Kit Solent did not take Fever back to Godshawk's secret vault .that day. He had been troubled by her confusion when he stood her before the locked door the day before, and also by the events of the night. He had hoped that the scent lantern and the book would have some effect, but the blood and the girl's obvious distress had upset him. He was a kindly man, and for all her solemn, Engineerish ways Fever seemed a child to him, not so very much different from Fern or Ruan. It felt horrible to see her frightened, and to know that he was to blame. He thought a day of rest was in order before he tried again.
"No school today," he announced over breakfast that morning. "And no work neither. We'll go to Summertown instead!"
"Summertown!" shouted Fern and Ruan happily.
"Summertown?" said Fever, far from certain. She knew what it was, a great triangle of waste ground up in Clerkenwell where, every summer, the wandering land barges stopped to dazzle the citizens of London with sideshows and trade goods. She had often watched the barges rumbling along the Westerway and the Great South Road, and Dr. Crumb had told her much about the engines that powered them, but as for Summertown itself...
"Is it not a rather irrational place?" she asked.
"if fun is irrational," said Kit Solent, through a mouthful of toast, "if color and excitement and good things from far places are irrational, then yes. But I think you'll find it educational, Fever, and I'm sure the children will. Come, you can explain to us how all the engines work."
"Yes, sir," said Fever, lowering her head.
"You're still worried about what happened yesterday," said Kit kindly. "I'm not surprised. But Summertown is not the Straggle-market, and you'll be with us, not on your own. Anyway, everyone will have forgotten you by now."
But Fever was not sure about that. As she left the house an hour later (for it took an extraordinarily long time for Kit Solent and his children to get ready) she noticed two figures standing on the opposite pavement. A ragged boy and an old man in a long black coat and a black bowler hat. They did not do anything, they did not try to accost her; indeed, they drew back shyly into the shadows of an alley as Kit Solent let her out through the gates, and she knew that he had not seen them, but she could sense their eyes on her as she followed him along the street. It made her uneasy, and she did not know why.
***
From the far side of the street, Charley Shallow watched the girl go by. She strode along mannishly at the gentleman's side, with her hat in her hand and her bald head bared for all to see. She looked human enough to him, and pretty, almost. He glanced at Bagman, hoping for some clue as to how he should react.
"I can't see no speckles on her, Master Creech...."
"No, boy."
"So does that mean she's a human being after all?" Charley tried not to sound disappointed. He was half relieved that Bagman wouldn't have to kill the girl, but at the same time he found himself thinking that if Bagman had no prey to hunt he might not need a 'prentice anymore.
"I'm not sure," said Bagman. "There were some Scriven who didn't have many markings. A few had no markings on their faces at all. Blanks, we called 'em.

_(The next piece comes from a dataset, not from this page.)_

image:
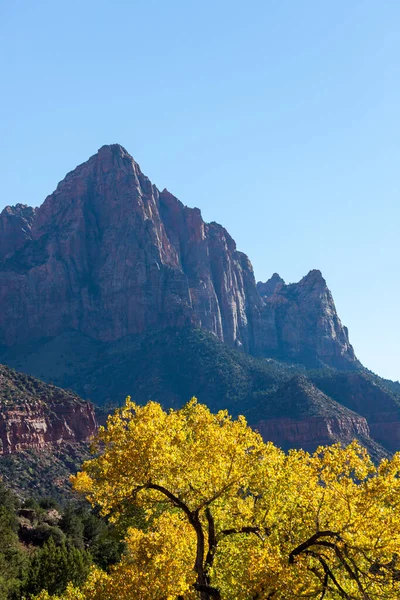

I remember cornering a female like that once, and she held a baby that might have passed for human."
Charley waited for him to say more, but the old man fell silent. He started to realize what a terrible responsibility it was to be a Skinner.
Bagman had turned away, watching as the man and the children and the girl went on up the street, climbing toward Cripple-gate. When they were out of sight he shook his head and gave a few soft, doubtful coughs. "Strangest thing," he said quietly, perhaps to himself. "Always before I could tell at a glance. Even if I couldn't see no markings I could always tell a Scriven by the way they held themselves, the way they moved. But this one ... I ain't sure."